There are four project areas this year:
Project One: Genomics
Mentor: Matt Zawistowski (BIOS) and TBD
Co-Mentor: TBD
For this project, students will be given access to large-scale genetic datasets containing
millions of genetic markers and extensive phenotypes for thousands of samples. Students
will have the opportunity to explore various issues in large genetic studies, including
visualizing patterns of variation to estimate the ancestry of study participants and
identify artifacts due to technological protocols, searching for associations between
individual genetic variants and disease risk, and creation of polygenic risk score
to prediction disease onset.
Project Two: Imaging
Mentor: Tim Johnson (BIOS), Jian Kang (BIOS), and Eunjee Lee (BIOS)
Co-Mentor: TBD
Students will be given a large biomedical imaging data set to analyze. The project
will consist of using the imaging data to predict the disease status or the cognitive
state of subjects (e.g. what are they thinking about). A training set will be used
to build a classifier and a testing set of data will be used to test the final predictive
performance of the model. The students, with the help of the instructors and graduate
student assistant, will decide how they wish to model the data. Either statistical
models and/or machine learning algorithms may be used.
Project Three: Machine Learning
Mentor: Jenna Wiens (CS) and Danai Koutra (CS)
Co-Mentor: TBD
Today, hospitals collect an immense amount of data pertaining to their patients. Put to good use, these data could help improve healthcare. In this project group, students will learn to apply machine learning approaches to real (i.e., messy) health data for patient risk stratification for adverse health outcomes (e.g., in-hospital mortality). Students will explore a variety of approaches ranging from supervised learning (e.g., deep learning) to unsupervised learning (e.g., graph mining). These techniques will be explored in a range of settings across multiple modalities (e.g., graphs images, waveforms, and text). Implementation will be largely conducted in Python, but will rely on external packages/libraries. Students will be guided through the full "data intensive science" pipeline from data extraction to preprocessing, model selection, evaluation, interpretation and visualization of results. Students will see firsthand the data science opportunities that exist in healthcare.

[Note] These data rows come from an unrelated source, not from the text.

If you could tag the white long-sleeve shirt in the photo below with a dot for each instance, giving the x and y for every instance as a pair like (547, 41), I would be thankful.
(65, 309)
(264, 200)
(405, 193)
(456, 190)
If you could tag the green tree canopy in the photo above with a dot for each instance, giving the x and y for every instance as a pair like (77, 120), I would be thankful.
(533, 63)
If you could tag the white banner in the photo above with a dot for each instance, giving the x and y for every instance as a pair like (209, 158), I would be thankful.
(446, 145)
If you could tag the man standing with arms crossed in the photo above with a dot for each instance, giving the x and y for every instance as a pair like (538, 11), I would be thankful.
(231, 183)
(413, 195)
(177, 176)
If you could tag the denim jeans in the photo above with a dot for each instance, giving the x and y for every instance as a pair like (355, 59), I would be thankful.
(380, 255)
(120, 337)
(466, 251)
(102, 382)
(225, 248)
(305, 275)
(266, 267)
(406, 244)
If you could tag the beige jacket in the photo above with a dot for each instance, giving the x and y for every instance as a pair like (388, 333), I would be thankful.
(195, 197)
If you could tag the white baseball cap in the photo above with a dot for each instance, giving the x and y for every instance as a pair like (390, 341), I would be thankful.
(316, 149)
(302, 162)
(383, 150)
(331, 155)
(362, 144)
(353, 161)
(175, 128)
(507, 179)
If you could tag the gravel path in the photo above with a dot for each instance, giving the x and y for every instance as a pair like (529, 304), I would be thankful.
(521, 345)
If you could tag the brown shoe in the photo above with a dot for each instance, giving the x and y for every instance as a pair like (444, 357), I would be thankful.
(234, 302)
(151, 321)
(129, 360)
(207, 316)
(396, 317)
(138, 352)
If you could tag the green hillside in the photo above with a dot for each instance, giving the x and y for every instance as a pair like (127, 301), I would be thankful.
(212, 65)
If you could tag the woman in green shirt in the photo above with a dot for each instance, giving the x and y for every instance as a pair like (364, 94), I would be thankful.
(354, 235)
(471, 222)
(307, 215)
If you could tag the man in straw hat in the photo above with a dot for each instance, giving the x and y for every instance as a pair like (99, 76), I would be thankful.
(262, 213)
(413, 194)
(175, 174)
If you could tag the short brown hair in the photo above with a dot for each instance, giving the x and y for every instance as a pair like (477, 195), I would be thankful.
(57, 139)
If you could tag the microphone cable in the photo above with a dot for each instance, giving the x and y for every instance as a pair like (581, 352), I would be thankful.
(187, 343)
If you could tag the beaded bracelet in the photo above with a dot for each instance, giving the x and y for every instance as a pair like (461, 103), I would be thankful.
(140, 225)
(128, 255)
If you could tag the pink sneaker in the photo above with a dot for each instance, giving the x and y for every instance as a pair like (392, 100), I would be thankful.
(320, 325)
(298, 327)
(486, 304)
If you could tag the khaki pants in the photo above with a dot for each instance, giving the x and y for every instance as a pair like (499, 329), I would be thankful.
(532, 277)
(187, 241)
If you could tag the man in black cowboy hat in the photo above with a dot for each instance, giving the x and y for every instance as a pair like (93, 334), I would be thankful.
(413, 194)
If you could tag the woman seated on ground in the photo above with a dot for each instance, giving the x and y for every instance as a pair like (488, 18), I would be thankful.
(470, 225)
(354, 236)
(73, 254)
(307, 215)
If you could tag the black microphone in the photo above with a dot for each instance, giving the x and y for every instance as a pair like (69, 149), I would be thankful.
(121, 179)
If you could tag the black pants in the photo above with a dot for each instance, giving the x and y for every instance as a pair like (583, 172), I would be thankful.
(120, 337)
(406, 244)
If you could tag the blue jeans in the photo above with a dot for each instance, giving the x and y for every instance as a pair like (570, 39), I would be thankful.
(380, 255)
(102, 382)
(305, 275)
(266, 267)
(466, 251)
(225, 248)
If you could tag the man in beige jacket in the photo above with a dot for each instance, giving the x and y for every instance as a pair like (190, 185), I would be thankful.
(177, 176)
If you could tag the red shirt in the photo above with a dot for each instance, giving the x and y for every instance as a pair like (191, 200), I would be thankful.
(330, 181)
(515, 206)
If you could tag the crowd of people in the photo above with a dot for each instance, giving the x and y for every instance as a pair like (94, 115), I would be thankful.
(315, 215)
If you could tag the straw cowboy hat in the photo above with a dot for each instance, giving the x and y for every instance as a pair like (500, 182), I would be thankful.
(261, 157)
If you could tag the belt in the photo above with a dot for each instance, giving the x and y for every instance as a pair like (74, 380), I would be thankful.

Project Four: Data Mining on Large Complex Datasets
Mentor: Johann Gagnon-Bartsch (STAT)
Co-Mentor: TBD
Students will be given a large, complex dataset from a cancer drug screening experiment. The dataset will include information on the effectiveness of hundreds of drugs on hundreds of different cell lines, in addition to genomic information on the cell lines. The goal of the project will be to build prediction algorithms that are able to determine which drugs are most effective against which types of cancers, with an ultimate goal of customizing drug treatments to individual patients. Students will learn to work with several kinds of data (e.g. gene expression), methods to integrate different types of complex data, and various machine learning algorithms.